The Fine Print: Exploring The Big Four Carriers' New Unlimited Data Plans

Unlimited Is In

In an effort to up the ante in an already crowded, competitive wireless market, carriers are bringing back the ever-stylish unlimited data plan of years past.

The caveat? The new plans have some limits. While AT&T, Sprint, T-Mobile, and Verizon are all coming to the table with unlimited data offerings, many of these plans include data caps that ratchet users down from their 4G LTE networks to a slower network speed after a specified amount of gigabits (GBs) are used each month. Some carriers are also downgrading video quality after a data cap is reached.

The Networks

When dealing with unlimited data, the quality of the network matters, and not every wireless network is created equal.

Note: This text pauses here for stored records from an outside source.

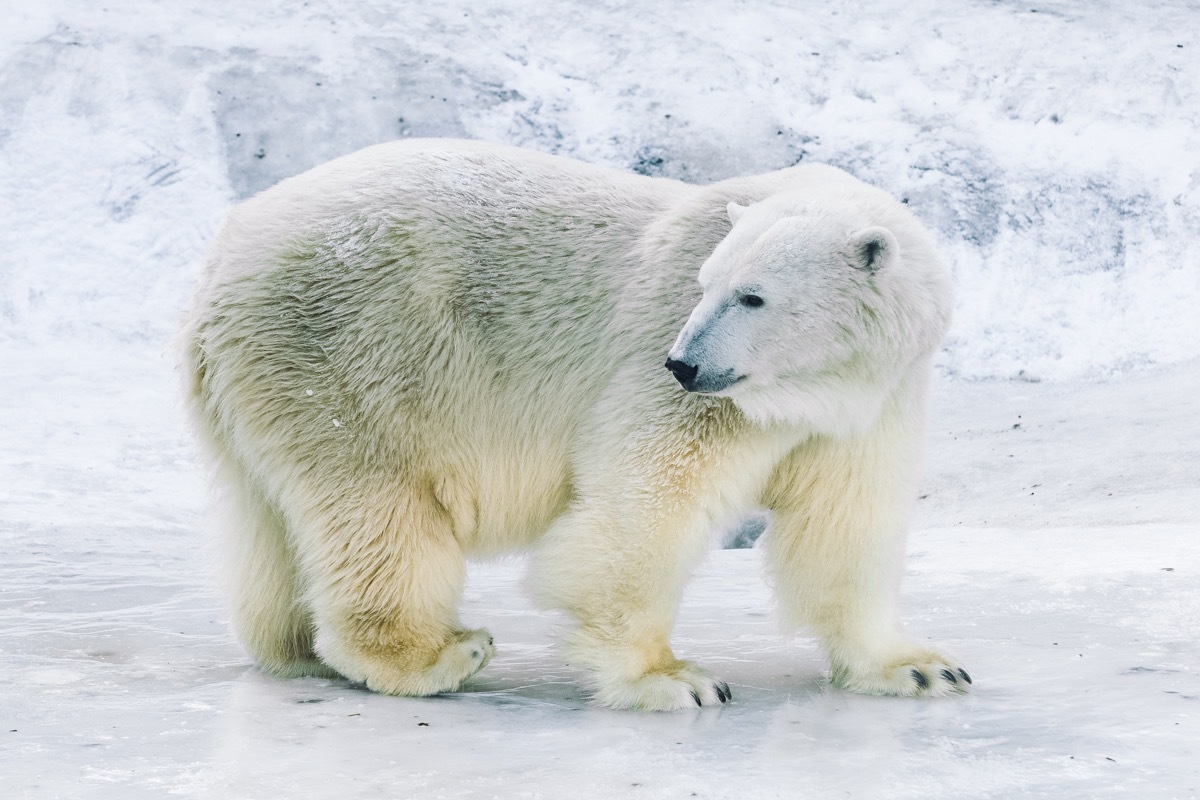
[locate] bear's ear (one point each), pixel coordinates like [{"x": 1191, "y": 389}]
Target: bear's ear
[
  {"x": 736, "y": 211},
  {"x": 874, "y": 248}
]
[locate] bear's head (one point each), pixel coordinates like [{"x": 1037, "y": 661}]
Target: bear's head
[{"x": 811, "y": 311}]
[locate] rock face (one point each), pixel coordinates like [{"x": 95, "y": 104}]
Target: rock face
[{"x": 1053, "y": 151}]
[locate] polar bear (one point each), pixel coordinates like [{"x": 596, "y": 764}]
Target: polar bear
[{"x": 431, "y": 350}]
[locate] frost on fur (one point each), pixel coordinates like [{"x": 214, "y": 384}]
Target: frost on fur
[{"x": 437, "y": 349}]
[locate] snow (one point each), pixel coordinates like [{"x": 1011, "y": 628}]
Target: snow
[{"x": 1053, "y": 148}]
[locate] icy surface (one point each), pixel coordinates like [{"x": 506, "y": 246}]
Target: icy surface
[{"x": 1054, "y": 150}]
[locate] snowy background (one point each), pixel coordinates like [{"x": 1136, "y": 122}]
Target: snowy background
[{"x": 1053, "y": 149}]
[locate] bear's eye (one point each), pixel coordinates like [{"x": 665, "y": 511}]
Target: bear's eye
[{"x": 750, "y": 300}]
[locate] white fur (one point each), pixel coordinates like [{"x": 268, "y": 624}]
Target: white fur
[{"x": 430, "y": 350}]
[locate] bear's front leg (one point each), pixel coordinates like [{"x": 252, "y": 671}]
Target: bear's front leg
[
  {"x": 622, "y": 583},
  {"x": 837, "y": 546},
  {"x": 652, "y": 477}
]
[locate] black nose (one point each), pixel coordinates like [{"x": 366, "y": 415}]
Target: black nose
[{"x": 682, "y": 371}]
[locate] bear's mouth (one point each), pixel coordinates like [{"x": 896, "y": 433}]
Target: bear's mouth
[{"x": 714, "y": 385}]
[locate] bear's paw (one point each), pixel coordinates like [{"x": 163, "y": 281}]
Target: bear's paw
[
  {"x": 465, "y": 655},
  {"x": 682, "y": 686},
  {"x": 915, "y": 674}
]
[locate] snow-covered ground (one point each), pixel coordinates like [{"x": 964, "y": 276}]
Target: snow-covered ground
[{"x": 1053, "y": 148}]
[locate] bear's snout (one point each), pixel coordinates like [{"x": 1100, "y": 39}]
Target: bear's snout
[{"x": 683, "y": 371}]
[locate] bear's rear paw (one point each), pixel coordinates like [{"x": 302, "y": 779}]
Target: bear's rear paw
[
  {"x": 924, "y": 673},
  {"x": 463, "y": 655},
  {"x": 682, "y": 686}
]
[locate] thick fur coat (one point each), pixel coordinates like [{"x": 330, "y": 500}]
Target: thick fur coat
[{"x": 432, "y": 349}]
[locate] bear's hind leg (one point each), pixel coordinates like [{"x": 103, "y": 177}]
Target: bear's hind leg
[
  {"x": 262, "y": 584},
  {"x": 385, "y": 575}
]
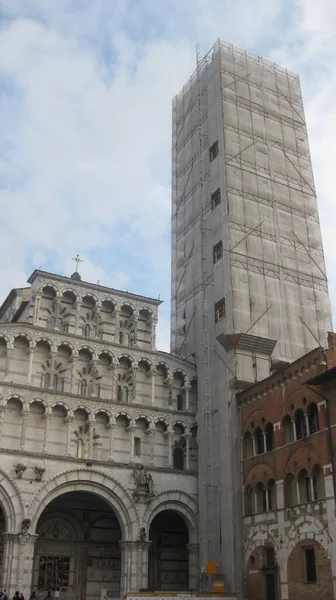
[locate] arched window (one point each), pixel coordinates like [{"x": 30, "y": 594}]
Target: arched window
[
  {"x": 260, "y": 497},
  {"x": 83, "y": 387},
  {"x": 259, "y": 441},
  {"x": 269, "y": 435},
  {"x": 318, "y": 483},
  {"x": 55, "y": 381},
  {"x": 300, "y": 424},
  {"x": 271, "y": 494},
  {"x": 178, "y": 458},
  {"x": 249, "y": 501},
  {"x": 179, "y": 401},
  {"x": 290, "y": 490},
  {"x": 247, "y": 445},
  {"x": 312, "y": 412},
  {"x": 288, "y": 429},
  {"x": 305, "y": 488},
  {"x": 45, "y": 380}
]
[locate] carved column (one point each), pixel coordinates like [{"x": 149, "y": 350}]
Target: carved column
[
  {"x": 132, "y": 428},
  {"x": 69, "y": 420},
  {"x": 187, "y": 437},
  {"x": 30, "y": 363},
  {"x": 7, "y": 363},
  {"x": 134, "y": 370},
  {"x": 36, "y": 308},
  {"x": 19, "y": 565},
  {"x": 116, "y": 329},
  {"x": 47, "y": 417},
  {"x": 154, "y": 323},
  {"x": 151, "y": 434},
  {"x": 129, "y": 566},
  {"x": 170, "y": 434},
  {"x": 143, "y": 550},
  {"x": 24, "y": 414},
  {"x": 91, "y": 422},
  {"x": 193, "y": 550},
  {"x": 53, "y": 356},
  {"x": 186, "y": 389},
  {"x": 57, "y": 303},
  {"x": 78, "y": 307},
  {"x": 135, "y": 320},
  {"x": 152, "y": 374},
  {"x": 111, "y": 427},
  {"x": 73, "y": 381},
  {"x": 2, "y": 416}
]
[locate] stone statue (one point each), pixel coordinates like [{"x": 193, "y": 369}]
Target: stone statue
[{"x": 144, "y": 482}]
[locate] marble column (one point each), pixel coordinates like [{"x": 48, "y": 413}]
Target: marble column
[
  {"x": 18, "y": 562},
  {"x": 30, "y": 363},
  {"x": 152, "y": 374},
  {"x": 143, "y": 560},
  {"x": 69, "y": 420},
  {"x": 78, "y": 307},
  {"x": 111, "y": 427},
  {"x": 24, "y": 414},
  {"x": 151, "y": 433},
  {"x": 170, "y": 435},
  {"x": 129, "y": 567},
  {"x": 187, "y": 437},
  {"x": 73, "y": 382},
  {"x": 47, "y": 417},
  {"x": 132, "y": 428},
  {"x": 91, "y": 422},
  {"x": 36, "y": 308},
  {"x": 116, "y": 329},
  {"x": 154, "y": 323},
  {"x": 7, "y": 363},
  {"x": 193, "y": 550},
  {"x": 2, "y": 416}
]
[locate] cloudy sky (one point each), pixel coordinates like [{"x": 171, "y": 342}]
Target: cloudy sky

In a recently released State of Mobile Networks Survey by mobile wireless analytics firm OpenSignal, which collected network performance data from millions of consumer smartphone users, Verizon and T-Mobile were determined to be nearly neck and neck in LTE network speeds.

Verizon's LTE network ranked slightly more available than T-Mobile's, with AT&T and Sprint in third and fourth place, respectively. Verizon also had the lowest amount of latency on its 4G network.

CRN dove into the four major U.S. wireless carriers' unlimited data plans to determine just how unlimited the new plans are. Here are the ins and outs of each plan.


AT&T's unlimited data plan can be used by postpaid customers — both consumers and businesses – and costs $180 per month for four lines, the price tag after a $40 credit for a fourth smartphone line. Customers pay $220 for up to two billing cycles before the credit kicks in, according to AT&T.

Dallas-based AT&T says each line may be slowed in areas of congestion after a user runs up against the monthly limit of 22 GB of LTE data. Unlike its rivals, AT&T turns off HD video by default. Customers must disable the carrier's Stream Saver setting in the myAT&T app or on AT&T's website to access HD video streaming capabilities.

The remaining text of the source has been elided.